The FPGA have become very intrinsic part of every digital logic design. The FPGAs are extensively 
used by all design engineers to Application engineer for their Research, Design and Testing purposes. One 
can found the use of FPGAs in every digital system ranging from security systems to entrainment set-top 
boxes. As the technologies are changing the use of FPGAs are changing proportionally. As most of the 
researchers are trying to use of the features of FPGAs for their new designs and research. By using the same 
concept I decided to design our 32-bit asynchronous Processor by using FPGAs. However we already have 
surrounded with every type of the processors ranging from 8-bits to 64-bits. But still the study and use of 
those processors are still challenging. Now- a- days computers are evolving using RISC (Reduced Instruction 
Set Computer) Architecture replacing stack architecture with the intention to displace the hypothetical, 
emulated computer by a real one. The choice of an RISC has become more obvious with the increase in size 
and complexity of modern processors and software. The hardware designer has a substantial amount of 
freedom for design by making use of FPGA being much more aware of availability of resources and of its 
limitations than the software developer. 
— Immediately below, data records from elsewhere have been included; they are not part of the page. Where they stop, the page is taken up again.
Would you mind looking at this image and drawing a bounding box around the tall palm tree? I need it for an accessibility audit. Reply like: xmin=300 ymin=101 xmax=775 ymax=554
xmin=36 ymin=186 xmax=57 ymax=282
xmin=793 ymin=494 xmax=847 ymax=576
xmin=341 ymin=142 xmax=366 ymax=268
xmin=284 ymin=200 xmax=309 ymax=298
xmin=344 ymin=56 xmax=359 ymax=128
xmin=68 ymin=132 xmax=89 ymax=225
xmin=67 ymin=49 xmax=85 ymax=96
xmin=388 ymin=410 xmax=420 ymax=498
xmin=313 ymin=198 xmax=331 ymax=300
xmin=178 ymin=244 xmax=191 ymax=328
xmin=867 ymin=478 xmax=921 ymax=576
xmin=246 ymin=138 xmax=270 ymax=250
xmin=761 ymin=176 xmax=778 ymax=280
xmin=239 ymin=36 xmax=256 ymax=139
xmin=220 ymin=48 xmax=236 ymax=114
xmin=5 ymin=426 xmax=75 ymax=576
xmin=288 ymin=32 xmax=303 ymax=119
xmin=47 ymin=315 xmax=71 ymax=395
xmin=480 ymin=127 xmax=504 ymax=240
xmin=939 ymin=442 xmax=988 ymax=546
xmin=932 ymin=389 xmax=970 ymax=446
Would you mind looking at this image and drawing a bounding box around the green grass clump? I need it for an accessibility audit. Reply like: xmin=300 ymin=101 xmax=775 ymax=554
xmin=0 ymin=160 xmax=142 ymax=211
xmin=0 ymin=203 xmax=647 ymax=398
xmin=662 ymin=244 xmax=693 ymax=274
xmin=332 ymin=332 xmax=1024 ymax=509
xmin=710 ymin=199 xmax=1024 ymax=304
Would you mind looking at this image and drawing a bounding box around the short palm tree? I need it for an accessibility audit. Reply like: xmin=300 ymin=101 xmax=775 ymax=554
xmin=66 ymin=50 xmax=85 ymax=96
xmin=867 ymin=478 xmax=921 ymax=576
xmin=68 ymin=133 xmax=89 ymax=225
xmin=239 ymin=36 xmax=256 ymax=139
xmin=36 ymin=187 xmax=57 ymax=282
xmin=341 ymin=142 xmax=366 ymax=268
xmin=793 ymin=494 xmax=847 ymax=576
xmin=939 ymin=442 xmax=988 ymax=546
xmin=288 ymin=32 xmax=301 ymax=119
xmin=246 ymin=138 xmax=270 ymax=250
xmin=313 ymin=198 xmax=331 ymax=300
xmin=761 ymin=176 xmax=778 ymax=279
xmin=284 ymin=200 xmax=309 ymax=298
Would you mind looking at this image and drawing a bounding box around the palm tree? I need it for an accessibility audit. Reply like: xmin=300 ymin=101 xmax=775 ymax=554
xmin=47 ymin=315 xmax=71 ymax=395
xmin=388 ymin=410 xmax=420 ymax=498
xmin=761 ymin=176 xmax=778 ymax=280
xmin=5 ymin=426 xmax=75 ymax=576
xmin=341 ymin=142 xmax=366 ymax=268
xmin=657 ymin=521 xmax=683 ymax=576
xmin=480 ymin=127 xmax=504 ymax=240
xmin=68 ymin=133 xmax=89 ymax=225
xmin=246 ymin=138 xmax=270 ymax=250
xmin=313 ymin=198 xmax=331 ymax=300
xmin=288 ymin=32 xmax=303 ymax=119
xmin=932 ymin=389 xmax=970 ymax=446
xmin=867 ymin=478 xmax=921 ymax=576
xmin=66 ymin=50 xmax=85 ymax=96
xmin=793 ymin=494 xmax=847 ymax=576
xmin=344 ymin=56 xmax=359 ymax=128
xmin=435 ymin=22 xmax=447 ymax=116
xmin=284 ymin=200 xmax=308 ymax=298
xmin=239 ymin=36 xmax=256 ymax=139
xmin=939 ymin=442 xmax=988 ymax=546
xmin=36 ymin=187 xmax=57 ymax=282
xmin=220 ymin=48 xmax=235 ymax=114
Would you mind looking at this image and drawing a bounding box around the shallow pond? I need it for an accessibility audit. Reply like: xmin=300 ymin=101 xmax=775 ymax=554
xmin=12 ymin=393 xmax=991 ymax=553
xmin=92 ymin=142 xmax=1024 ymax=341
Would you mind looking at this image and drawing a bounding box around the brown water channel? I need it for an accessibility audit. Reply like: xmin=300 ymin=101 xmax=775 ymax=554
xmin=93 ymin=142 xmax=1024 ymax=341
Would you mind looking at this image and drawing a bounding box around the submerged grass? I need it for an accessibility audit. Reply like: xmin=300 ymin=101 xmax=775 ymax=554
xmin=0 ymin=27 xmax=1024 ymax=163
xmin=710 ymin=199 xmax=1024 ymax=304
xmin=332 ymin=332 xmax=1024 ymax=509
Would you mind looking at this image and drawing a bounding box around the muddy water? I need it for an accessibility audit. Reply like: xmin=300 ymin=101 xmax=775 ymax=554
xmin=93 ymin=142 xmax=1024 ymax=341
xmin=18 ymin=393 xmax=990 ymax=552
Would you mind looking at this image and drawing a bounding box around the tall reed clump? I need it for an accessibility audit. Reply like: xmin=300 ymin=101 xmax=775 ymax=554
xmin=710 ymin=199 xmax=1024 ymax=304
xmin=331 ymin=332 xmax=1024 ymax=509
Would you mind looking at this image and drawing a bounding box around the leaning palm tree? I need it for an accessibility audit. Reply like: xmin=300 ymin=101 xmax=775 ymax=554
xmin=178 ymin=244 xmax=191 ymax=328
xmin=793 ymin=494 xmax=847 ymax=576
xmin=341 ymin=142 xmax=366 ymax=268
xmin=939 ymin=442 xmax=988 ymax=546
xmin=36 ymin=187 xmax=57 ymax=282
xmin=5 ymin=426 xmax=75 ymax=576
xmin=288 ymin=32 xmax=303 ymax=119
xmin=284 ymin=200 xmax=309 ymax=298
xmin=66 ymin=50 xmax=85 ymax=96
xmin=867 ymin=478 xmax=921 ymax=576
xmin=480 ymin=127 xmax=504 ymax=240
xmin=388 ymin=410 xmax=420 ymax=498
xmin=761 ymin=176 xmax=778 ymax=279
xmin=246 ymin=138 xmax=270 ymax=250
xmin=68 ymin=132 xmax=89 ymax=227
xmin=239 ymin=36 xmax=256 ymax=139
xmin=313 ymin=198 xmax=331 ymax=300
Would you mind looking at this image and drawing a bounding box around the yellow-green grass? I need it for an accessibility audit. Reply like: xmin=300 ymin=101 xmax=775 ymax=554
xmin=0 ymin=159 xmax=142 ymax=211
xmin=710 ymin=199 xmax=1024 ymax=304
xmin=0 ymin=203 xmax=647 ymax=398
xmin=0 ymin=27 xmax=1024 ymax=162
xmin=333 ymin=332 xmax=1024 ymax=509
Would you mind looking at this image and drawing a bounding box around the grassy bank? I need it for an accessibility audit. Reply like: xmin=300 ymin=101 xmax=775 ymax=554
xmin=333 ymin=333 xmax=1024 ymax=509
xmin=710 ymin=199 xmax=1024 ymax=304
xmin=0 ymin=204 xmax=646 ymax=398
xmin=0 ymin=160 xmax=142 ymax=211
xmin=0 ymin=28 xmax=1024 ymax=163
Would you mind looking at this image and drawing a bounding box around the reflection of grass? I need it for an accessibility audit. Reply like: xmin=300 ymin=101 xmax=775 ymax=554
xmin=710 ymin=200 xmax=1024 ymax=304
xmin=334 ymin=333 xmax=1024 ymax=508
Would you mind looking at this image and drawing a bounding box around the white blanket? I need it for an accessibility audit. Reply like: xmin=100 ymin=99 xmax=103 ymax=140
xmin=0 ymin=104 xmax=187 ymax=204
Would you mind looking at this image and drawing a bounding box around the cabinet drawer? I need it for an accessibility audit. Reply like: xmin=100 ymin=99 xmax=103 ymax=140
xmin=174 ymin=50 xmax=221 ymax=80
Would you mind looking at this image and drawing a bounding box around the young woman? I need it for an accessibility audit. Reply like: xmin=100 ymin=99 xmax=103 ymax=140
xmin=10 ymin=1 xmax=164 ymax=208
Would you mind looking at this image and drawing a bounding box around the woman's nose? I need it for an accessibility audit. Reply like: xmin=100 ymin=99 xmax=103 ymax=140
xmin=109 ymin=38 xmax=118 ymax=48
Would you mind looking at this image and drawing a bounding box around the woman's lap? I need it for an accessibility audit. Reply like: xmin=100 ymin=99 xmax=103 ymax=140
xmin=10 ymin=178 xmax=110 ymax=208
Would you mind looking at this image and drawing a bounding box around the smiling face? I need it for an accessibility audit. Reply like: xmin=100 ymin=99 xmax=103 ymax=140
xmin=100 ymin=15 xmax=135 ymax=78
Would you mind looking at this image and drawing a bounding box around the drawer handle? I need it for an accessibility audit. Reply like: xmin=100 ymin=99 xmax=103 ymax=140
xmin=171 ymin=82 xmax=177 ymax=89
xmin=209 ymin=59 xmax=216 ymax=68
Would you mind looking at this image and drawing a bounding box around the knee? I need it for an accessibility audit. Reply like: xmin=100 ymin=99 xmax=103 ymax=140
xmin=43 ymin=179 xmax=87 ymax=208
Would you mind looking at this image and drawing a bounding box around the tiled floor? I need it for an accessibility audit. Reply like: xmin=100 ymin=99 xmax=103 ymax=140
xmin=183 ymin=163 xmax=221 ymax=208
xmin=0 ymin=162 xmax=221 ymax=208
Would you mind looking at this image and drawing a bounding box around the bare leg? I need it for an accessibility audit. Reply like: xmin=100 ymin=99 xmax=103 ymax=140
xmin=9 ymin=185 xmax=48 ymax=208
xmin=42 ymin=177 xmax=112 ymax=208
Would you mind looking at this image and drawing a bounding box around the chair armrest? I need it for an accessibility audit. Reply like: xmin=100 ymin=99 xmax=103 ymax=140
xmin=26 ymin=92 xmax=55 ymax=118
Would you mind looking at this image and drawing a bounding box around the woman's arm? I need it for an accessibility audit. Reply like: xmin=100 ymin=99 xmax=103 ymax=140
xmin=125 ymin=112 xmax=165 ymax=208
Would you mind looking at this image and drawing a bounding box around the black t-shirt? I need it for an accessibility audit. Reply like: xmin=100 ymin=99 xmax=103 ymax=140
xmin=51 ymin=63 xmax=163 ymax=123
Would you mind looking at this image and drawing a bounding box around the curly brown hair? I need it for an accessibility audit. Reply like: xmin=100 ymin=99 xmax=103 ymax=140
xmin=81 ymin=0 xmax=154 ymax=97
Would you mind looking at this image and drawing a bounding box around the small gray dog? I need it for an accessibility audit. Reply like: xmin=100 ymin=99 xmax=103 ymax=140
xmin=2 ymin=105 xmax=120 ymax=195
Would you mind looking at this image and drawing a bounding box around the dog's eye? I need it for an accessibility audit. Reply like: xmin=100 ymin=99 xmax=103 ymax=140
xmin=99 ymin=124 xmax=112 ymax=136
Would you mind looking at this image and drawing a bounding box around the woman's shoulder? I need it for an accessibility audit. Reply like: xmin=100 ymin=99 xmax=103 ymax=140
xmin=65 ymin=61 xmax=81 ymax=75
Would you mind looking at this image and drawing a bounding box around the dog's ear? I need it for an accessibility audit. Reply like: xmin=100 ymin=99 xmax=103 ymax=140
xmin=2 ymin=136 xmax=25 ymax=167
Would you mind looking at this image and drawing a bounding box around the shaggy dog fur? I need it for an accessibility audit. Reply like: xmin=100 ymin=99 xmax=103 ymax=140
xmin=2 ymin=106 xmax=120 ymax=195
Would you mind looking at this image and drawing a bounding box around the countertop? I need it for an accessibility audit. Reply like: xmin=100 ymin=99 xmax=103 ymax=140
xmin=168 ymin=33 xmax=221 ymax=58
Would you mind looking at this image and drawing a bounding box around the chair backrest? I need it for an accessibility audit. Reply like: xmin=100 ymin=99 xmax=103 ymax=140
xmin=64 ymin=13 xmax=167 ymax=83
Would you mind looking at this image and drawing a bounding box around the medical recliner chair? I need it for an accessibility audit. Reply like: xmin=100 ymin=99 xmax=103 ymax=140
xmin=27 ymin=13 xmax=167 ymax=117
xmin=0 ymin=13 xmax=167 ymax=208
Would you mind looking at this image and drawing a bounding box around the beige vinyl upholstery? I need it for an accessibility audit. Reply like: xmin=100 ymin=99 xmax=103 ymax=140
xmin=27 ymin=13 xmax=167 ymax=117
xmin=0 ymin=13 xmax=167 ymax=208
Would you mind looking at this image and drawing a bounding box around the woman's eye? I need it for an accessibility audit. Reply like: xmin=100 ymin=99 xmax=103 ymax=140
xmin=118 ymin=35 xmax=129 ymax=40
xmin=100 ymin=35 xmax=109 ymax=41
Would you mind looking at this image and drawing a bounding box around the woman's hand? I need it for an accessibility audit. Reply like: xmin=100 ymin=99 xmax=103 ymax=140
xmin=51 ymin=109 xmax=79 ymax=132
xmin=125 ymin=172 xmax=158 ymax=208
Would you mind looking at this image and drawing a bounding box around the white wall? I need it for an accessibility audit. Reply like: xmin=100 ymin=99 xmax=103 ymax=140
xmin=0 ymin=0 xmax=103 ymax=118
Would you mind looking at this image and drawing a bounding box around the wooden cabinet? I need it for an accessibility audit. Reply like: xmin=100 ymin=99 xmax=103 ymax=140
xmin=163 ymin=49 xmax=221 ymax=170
Before commencing the design of an asynchronous processor we have to first focus on the 
architecture of Asynchronous processor as well as the various steps involved in such designs in terms of the 
program cycle. This paper presents processor architecture design, its implementation followed by processor 
instruction set, data path flow for fetching unit, Register type, I-type and load /store type instruction flow. 
Thereafter this paper illustrates the internal architecture of the processor. In the end, results have been shown 
using implementation and simulation windows. The complete design has been written using VHDF and then 
simulated and synthesized by Vivado.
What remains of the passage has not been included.